Verbs like "struggle" and "strive" suggest conscious action, or if not
conscious action (as is the case with plants), at least action rather than
passiveness. Darwin uses the term "War
of Nature" to elucidate natural selection by likening it to human conflict, but
in doing so, he wrongly characterizes the state of nature as a battleground in
which all organisms actively engage in competition for supremacy.
The
consequences of Charles Darwin's anthropomorphic description develop out of the
circular reasoning to which I alluded in the footnote. The process like this: Darwin (or any other
author who uses anthropomorphism) imbues nature with distinctly human
attributes (the desire for power, emotional love, etc.) make its processes
palatable to a general audience. This
type of analogy is so helpful that it gains permanence in scientific discourse,
and more importantly, in popular conceptions of nature. The danger occurs when certain individuals
(Social Darwinists, Scientific Racists, Fascist Dictators, for example) use
these anthropomorphic descriptions of nature as justification for human
behavior. They say, "Because there is
struggle for dominance in nature, so there must there be struggle for dominance
between people, between states, between races". What such thinking fails to see is that "struggle" and "warfare"
as we understand them, are human concepts imposed on nature, just as gender is
a human concept imposed on plants. The
argument that nature justifies human action falls apart when we consider that
humans defined nature in terms of human action.
We
may feel an impulse to reject the Darwins and those like them, whose antiquated
explanations of scientific fact have obscured our ability to understand the
physical world.

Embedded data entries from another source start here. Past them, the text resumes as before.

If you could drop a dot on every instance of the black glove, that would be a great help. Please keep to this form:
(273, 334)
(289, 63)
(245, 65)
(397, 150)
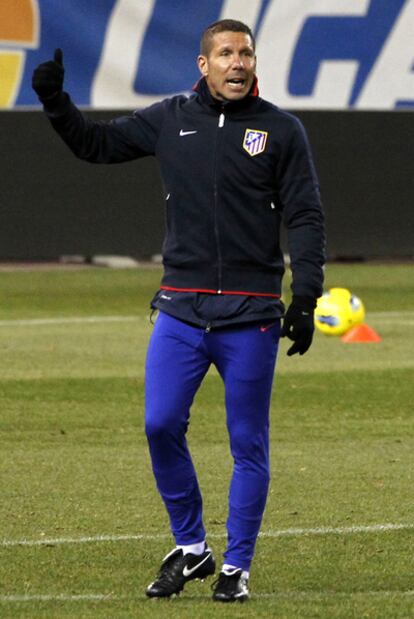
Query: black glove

However, we must resist such an impulse. Even if we so desired,
we could not completely cleanse our thought of the residue from Charles
Darwin's The Origin of Species. His
language is engrained in our understanding of evolution. Rather than avoiding
history's problematic texts in hopes that their effect on posterity will
eventually diminish, we must continue to study them, to expose their flaws, and
to identify the ways in which readers have misinterpreted them. Only through
acknowledging historically mistaken theories can we hope to redefine our
current understanding of the physical world and out relationship to it.